A Colmeia Mágica é investigada desde março por suspeitas de maus-tratos contra crianças, após uma série de vídeos gravados na unidade mostrarem bebês chorando enquanto estavam amarrados com lençóis a cadeiras, inclusive dentro de um banheiro.

No mesmo mês, o TJ-SP (Tribunal de Justiça de São Paulo) determinou a prisão preventiva de Roberta Regina, mas a diretora estava foragida desde então.

Na decisão emitida pela Justiça, foi apontado que Roberta Regina não era vista nem na residência em que vivia, e nem na escola, desde 12 de março. A Colmeia Mágica está com os portões fechados desde o dia 14 do mês passado.

A diretora se apresentou às autoridades, ao lado dos advogados, em Itaquaquecetuba, município localizado na região leste da Grande São Paulo, segundo nota da Secretaria de Segurança Pública. "A captura foi formalizada e a presa permaneceu à disposição da Justiça", completou.

Irmã de Roberta Regina e sócia na administração da Colmeia Mágica, Fernanda Carolina Rossi Serme, 37, foi presa na última segunda-feira (25), em Mogi das Cruzes, município vizinho a Itaquaquecetuba. Também pesava contra ela um mandado emitido pela Justiça.

Vídeos divulgados nas redes sociais mostram crianças amarradas dentro de um banheiro na escola Colmeia Mágica - Reprodução/Redes sociais - Reprodução/Redes sociais
Vídeos divulgados nas redes sociais mostram crianças amarradas dentro de um banheiro na escola Colmeia Mágica
Imagem: Reprodução/Redes sociais

A Colmeia Mágica já havia sido alvo de uma outra investigação, quando, em 2010, um bebê de três meses morreu após passar mal na unidade.
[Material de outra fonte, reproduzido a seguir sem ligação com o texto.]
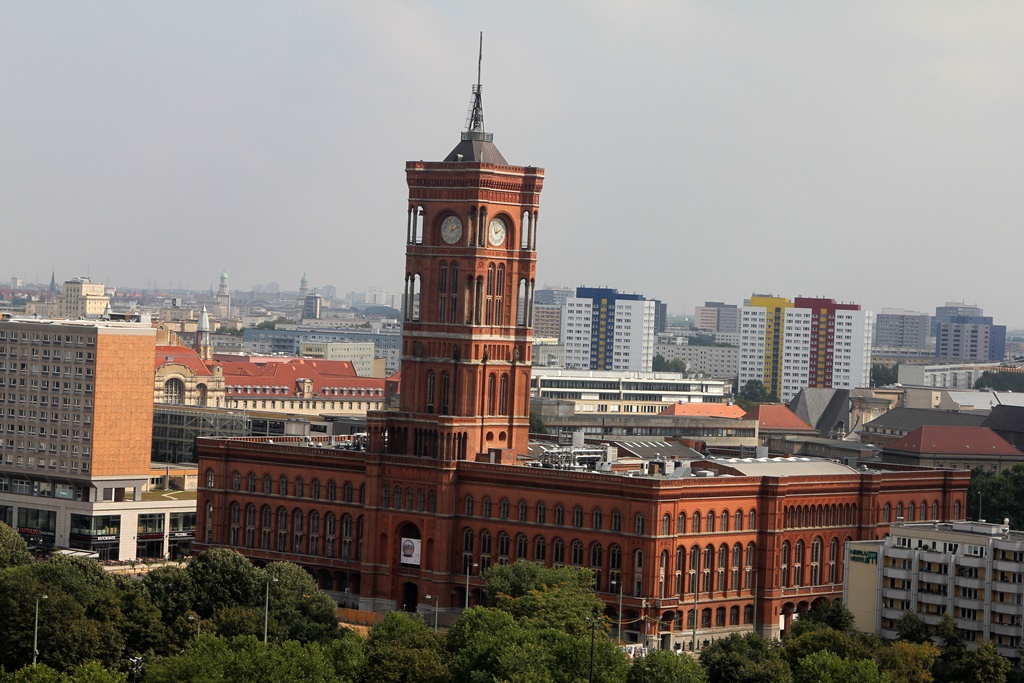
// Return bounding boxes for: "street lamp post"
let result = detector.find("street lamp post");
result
[263,577,278,645]
[466,562,480,609]
[423,595,440,633]
[32,594,49,667]
[611,577,623,642]
[587,609,597,683]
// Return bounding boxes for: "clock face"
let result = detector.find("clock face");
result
[487,218,505,247]
[441,216,462,245]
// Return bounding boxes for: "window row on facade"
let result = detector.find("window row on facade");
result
[464,495,758,536]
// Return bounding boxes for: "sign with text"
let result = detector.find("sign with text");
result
[850,548,879,564]
[400,539,420,566]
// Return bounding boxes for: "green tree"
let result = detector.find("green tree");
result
[626,650,708,683]
[793,600,854,632]
[793,650,892,683]
[896,611,932,644]
[185,548,265,618]
[874,640,939,683]
[360,611,449,683]
[140,565,196,626]
[700,633,793,683]
[143,634,344,683]
[782,620,870,675]
[266,562,338,643]
[0,522,32,569]
[871,362,899,387]
[483,560,607,636]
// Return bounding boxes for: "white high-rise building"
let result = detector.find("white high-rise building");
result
[738,296,874,401]
[559,287,657,372]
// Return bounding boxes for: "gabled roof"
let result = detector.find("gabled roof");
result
[743,403,814,432]
[154,345,213,377]
[221,358,385,398]
[790,387,850,434]
[981,405,1024,432]
[883,425,1024,458]
[658,403,745,420]
[864,408,985,432]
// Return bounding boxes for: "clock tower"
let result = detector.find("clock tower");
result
[368,62,544,463]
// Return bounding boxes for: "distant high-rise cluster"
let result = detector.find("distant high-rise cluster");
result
[739,295,874,401]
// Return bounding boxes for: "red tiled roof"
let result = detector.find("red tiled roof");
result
[658,403,744,419]
[220,358,385,397]
[743,403,816,433]
[885,425,1024,457]
[154,345,213,377]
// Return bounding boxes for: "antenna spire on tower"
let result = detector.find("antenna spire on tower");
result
[462,31,494,140]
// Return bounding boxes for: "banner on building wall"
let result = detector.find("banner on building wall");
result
[400,539,420,566]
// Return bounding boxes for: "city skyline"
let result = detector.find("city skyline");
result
[0,2,1024,326]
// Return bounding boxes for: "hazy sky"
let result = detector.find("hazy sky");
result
[0,0,1024,325]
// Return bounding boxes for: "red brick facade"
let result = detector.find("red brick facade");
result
[198,109,969,647]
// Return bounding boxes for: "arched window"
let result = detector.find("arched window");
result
[292,510,303,553]
[259,505,273,550]
[551,538,565,566]
[515,533,529,560]
[480,529,490,571]
[324,512,338,557]
[162,371,185,405]
[572,541,583,566]
[498,531,512,564]
[276,508,288,553]
[309,510,319,555]
[341,515,352,560]
[230,503,242,546]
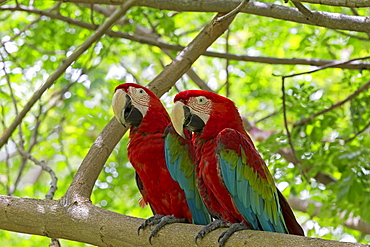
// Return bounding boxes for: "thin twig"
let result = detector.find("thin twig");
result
[213,0,249,25]
[0,0,137,148]
[274,56,370,78]
[350,7,370,39]
[225,28,230,97]
[344,122,370,143]
[18,149,58,200]
[293,81,370,128]
[254,111,280,124]
[292,1,314,21]
[281,77,311,184]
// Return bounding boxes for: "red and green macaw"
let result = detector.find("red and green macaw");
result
[171,90,304,246]
[112,83,211,239]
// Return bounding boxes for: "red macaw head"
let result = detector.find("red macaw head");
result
[112,83,160,127]
[171,90,244,139]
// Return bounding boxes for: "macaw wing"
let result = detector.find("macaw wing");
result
[164,124,211,225]
[216,129,288,233]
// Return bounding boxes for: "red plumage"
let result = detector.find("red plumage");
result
[115,83,192,222]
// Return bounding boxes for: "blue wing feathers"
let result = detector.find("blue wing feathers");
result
[164,131,211,225]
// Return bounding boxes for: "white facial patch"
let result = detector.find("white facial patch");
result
[187,96,212,124]
[127,87,150,116]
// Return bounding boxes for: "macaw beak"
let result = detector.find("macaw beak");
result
[112,89,143,128]
[171,101,205,138]
[171,101,187,138]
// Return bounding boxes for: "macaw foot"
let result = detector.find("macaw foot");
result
[218,222,252,247]
[137,214,187,244]
[194,220,231,245]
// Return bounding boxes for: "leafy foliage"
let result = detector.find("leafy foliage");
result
[0,1,370,246]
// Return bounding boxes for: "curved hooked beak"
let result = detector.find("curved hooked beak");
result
[171,101,205,138]
[112,89,143,128]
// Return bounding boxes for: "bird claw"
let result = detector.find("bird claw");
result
[217,222,251,247]
[138,214,187,244]
[137,214,164,235]
[194,220,230,245]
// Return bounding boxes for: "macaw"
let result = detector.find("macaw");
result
[112,83,211,241]
[171,90,304,246]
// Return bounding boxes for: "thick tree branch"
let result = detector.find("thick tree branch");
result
[0,196,367,247]
[54,0,370,33]
[0,0,136,148]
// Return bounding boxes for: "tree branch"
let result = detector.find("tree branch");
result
[61,11,234,206]
[293,81,370,127]
[0,196,367,247]
[50,0,370,33]
[0,6,370,70]
[0,0,136,148]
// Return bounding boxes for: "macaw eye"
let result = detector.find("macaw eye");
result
[197,96,207,105]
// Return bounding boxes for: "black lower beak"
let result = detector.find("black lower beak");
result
[124,95,143,127]
[184,106,205,132]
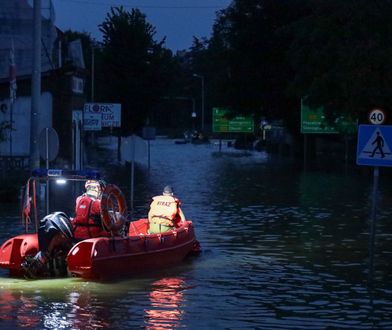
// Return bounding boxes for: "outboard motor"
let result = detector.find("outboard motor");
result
[22,212,73,278]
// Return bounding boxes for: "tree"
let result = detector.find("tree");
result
[96,7,174,135]
[289,0,392,121]
[190,0,307,133]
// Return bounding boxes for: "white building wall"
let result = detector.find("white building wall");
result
[0,92,53,156]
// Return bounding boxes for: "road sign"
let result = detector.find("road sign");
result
[83,112,102,131]
[369,109,385,125]
[212,108,254,133]
[301,103,338,134]
[357,125,392,166]
[84,103,121,127]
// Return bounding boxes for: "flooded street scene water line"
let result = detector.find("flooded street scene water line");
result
[0,0,392,330]
[0,139,391,329]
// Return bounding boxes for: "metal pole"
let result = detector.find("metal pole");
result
[200,76,204,131]
[131,135,135,219]
[45,127,49,214]
[30,0,41,169]
[369,166,380,285]
[91,46,95,102]
[10,99,14,157]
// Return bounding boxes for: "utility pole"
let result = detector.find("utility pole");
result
[30,0,41,170]
[193,73,204,131]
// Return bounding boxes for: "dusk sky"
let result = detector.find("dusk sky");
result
[52,0,231,51]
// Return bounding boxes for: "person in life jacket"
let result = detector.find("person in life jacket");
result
[148,186,185,234]
[72,180,110,240]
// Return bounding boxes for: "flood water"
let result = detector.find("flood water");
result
[0,139,392,329]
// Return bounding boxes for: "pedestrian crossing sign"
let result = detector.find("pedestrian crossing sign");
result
[357,125,392,166]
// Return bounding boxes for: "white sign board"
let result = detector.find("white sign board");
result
[83,113,102,131]
[84,103,121,127]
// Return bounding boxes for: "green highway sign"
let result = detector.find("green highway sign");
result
[212,108,254,133]
[301,103,358,134]
[301,103,338,134]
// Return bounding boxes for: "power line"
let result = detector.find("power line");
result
[53,0,228,9]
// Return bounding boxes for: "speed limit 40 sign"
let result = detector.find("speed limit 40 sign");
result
[369,109,385,125]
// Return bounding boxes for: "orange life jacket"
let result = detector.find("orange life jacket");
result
[150,195,180,224]
[72,194,109,239]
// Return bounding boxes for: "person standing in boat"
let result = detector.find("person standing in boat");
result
[72,180,110,240]
[148,186,185,234]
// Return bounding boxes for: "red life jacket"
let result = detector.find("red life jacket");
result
[72,194,109,239]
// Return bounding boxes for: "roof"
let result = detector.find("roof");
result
[0,0,57,80]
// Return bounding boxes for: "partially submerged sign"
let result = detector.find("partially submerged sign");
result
[212,108,254,133]
[357,125,392,166]
[301,103,338,134]
[84,103,121,127]
[301,103,357,134]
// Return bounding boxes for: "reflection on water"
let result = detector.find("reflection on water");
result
[0,139,392,329]
[145,277,186,329]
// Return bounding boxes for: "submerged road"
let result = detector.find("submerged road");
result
[0,139,392,329]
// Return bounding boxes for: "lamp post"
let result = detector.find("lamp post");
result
[193,73,204,131]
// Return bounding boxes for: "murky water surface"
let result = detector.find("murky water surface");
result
[0,139,392,330]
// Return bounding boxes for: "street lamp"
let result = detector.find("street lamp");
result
[193,73,204,131]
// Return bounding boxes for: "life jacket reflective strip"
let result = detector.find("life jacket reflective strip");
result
[73,195,102,227]
[150,196,180,223]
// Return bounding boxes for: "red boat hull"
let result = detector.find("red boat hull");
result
[0,219,200,280]
[67,219,199,280]
[0,234,38,276]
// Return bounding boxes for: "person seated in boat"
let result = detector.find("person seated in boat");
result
[148,186,185,234]
[72,180,110,240]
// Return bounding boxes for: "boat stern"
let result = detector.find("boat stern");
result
[0,234,38,275]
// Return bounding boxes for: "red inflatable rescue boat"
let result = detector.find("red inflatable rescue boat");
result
[0,170,200,280]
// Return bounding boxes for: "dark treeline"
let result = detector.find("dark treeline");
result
[62,0,392,139]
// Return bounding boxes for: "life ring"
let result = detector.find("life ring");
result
[101,184,127,235]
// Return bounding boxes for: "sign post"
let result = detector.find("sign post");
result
[357,122,392,280]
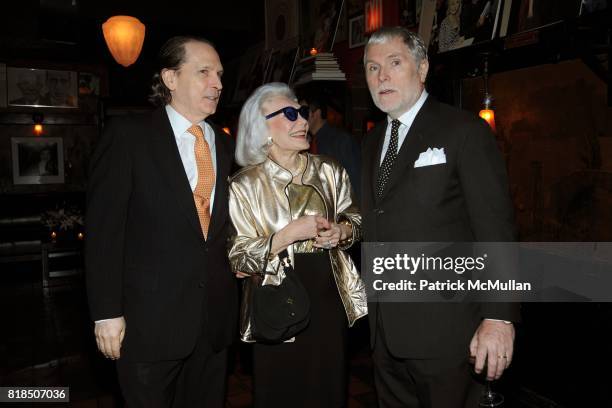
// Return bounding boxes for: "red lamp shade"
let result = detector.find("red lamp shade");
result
[102,16,145,67]
[365,0,382,34]
[478,109,495,132]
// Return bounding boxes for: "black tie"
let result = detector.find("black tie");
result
[376,119,402,198]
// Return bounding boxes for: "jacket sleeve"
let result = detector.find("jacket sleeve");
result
[335,167,361,250]
[85,118,132,321]
[229,182,279,275]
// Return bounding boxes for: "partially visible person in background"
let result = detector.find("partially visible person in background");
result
[301,95,361,200]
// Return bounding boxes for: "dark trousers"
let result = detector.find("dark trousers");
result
[373,314,482,408]
[117,335,227,408]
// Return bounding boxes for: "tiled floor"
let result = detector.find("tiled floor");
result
[0,263,612,408]
[0,264,376,408]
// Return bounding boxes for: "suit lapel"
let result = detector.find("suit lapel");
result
[379,96,436,199]
[151,108,204,239]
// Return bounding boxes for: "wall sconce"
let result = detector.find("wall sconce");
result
[478,54,496,132]
[364,0,382,34]
[32,112,45,136]
[102,16,145,67]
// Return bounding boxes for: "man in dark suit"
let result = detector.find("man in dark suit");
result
[362,27,518,408]
[86,37,237,408]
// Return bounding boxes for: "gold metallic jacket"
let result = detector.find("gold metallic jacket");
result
[229,153,368,342]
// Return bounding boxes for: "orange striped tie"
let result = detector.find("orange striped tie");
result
[187,125,215,238]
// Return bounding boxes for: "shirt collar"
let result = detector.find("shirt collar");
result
[387,89,429,127]
[166,105,207,139]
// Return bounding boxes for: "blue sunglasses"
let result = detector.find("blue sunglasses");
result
[266,106,309,122]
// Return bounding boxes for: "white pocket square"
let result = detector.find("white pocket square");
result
[414,147,446,168]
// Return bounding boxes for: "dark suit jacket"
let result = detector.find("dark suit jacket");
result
[86,108,237,361]
[362,96,518,358]
[315,122,361,199]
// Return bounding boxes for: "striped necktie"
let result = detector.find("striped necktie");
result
[376,119,402,198]
[187,125,215,238]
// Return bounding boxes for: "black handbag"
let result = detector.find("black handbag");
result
[251,250,310,344]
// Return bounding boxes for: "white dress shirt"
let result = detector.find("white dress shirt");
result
[166,105,217,210]
[380,89,428,164]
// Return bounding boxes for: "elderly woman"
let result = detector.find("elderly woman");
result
[229,83,367,408]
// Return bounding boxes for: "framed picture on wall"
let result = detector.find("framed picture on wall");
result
[6,67,78,108]
[11,137,64,184]
[349,15,366,48]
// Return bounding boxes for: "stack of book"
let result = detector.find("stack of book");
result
[294,52,346,85]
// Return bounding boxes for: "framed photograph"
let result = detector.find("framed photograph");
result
[508,0,584,35]
[7,67,78,108]
[11,137,64,184]
[349,15,366,48]
[419,0,502,55]
[264,0,300,50]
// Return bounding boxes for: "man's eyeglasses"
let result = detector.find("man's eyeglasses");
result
[266,106,309,122]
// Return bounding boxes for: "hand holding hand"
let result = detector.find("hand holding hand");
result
[470,319,514,381]
[94,316,125,360]
[314,220,342,249]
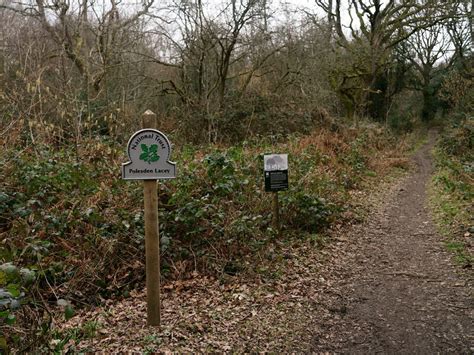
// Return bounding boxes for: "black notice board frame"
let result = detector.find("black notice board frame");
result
[264,170,288,192]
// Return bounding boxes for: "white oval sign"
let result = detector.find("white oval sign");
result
[122,128,176,180]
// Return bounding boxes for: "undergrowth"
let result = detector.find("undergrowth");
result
[0,121,407,350]
[430,119,474,268]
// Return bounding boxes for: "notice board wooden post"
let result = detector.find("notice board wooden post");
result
[272,191,280,233]
[142,110,161,327]
[122,110,176,327]
[143,180,161,327]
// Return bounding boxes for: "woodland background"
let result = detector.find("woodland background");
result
[0,0,474,350]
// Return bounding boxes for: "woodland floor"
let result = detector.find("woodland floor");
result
[58,136,474,354]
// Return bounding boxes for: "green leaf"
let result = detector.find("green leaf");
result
[5,313,16,325]
[7,284,20,298]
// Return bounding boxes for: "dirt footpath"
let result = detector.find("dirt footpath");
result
[58,137,474,354]
[310,137,474,354]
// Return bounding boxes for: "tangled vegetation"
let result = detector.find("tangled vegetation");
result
[431,118,474,268]
[0,121,414,352]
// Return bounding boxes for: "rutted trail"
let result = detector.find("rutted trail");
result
[311,136,474,354]
[58,136,474,354]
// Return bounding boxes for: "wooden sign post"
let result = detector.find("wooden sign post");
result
[263,154,288,232]
[122,111,176,327]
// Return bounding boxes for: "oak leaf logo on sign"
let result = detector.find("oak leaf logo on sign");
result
[140,144,160,164]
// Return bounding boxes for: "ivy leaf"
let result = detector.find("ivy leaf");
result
[5,313,16,325]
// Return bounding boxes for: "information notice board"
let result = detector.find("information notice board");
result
[263,154,288,192]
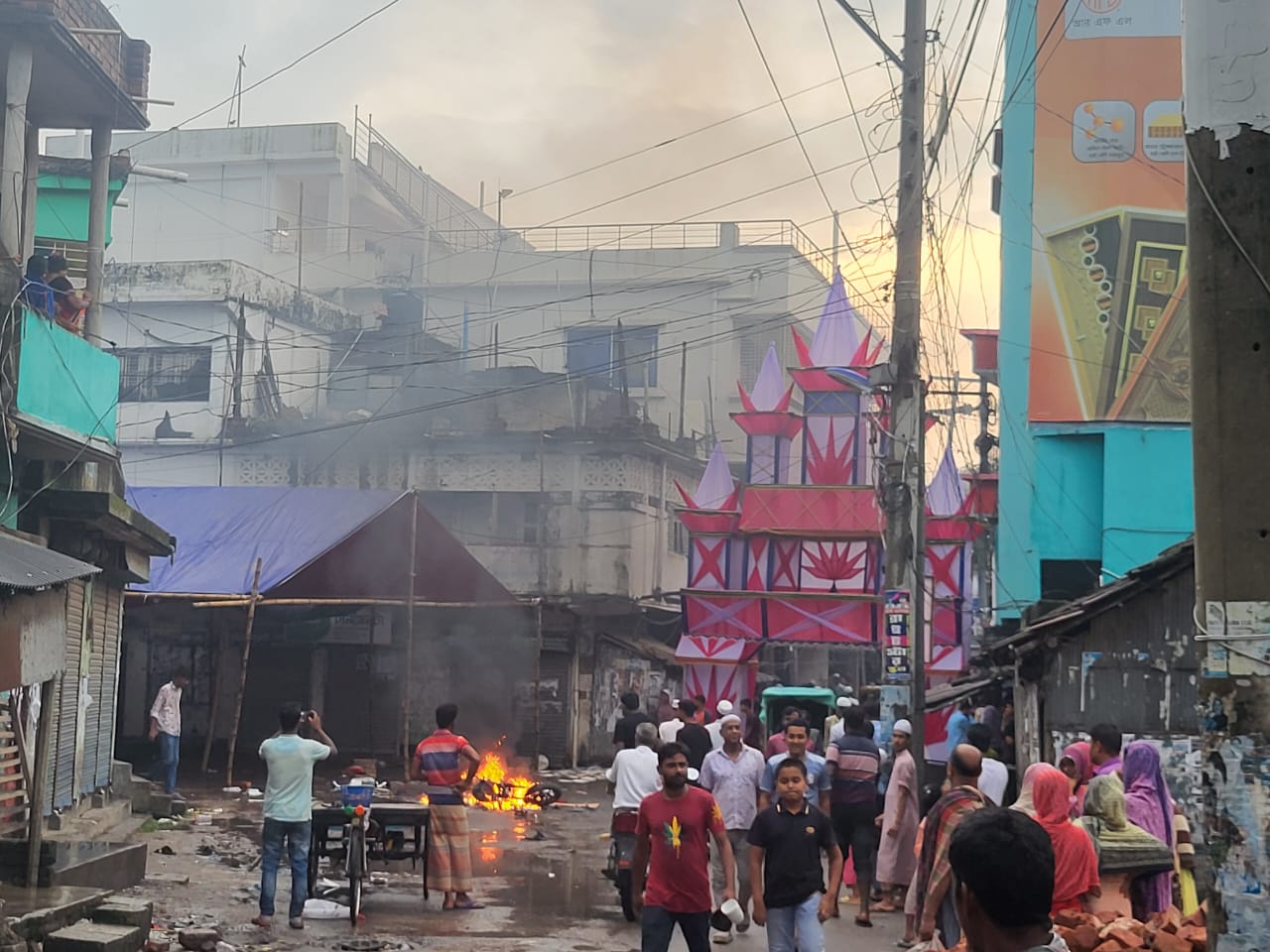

O caso, porém, foi arquivado.

Em março, o UOL ouviu de mães e funcionários que a maior parte da equipe que operava a escola era formada por familiares da diretora Roberta Regina.

Outros relatos colhidos também deram conta de que os pais eram impedidos de ter contato direto com os professores e que o procedimento de "enrolar" as crianças — que muitas vezes eram levadas para salas escuras — era realizado sempre que elas começavam a chorar.

"Quando eu via alguma criança chorando, ficava desesperada para ela não chorar. Se a diretora ouvisse, eu ia tomar bronca e ela ia pegar a criança", disse, em condição de anonimato, uma ex-professora da unidade, que também relatou não poder utilizar o celular na unidade.

Em 13 de março, a escola enviou aos pais e responsáveis de crianças matriculadas na unidade um comunicado dizendo que as acusações feitas contra a Colmeia Mágica eram "infundadas e absurdas".

"Temos a certeza que após as investigações, tudo será esclarecido e, havendo culpados, estes serão processados, assim como outros que levantaram calúnias, difamações e injúrias contra a escola e seus colaboradores", acrescentou.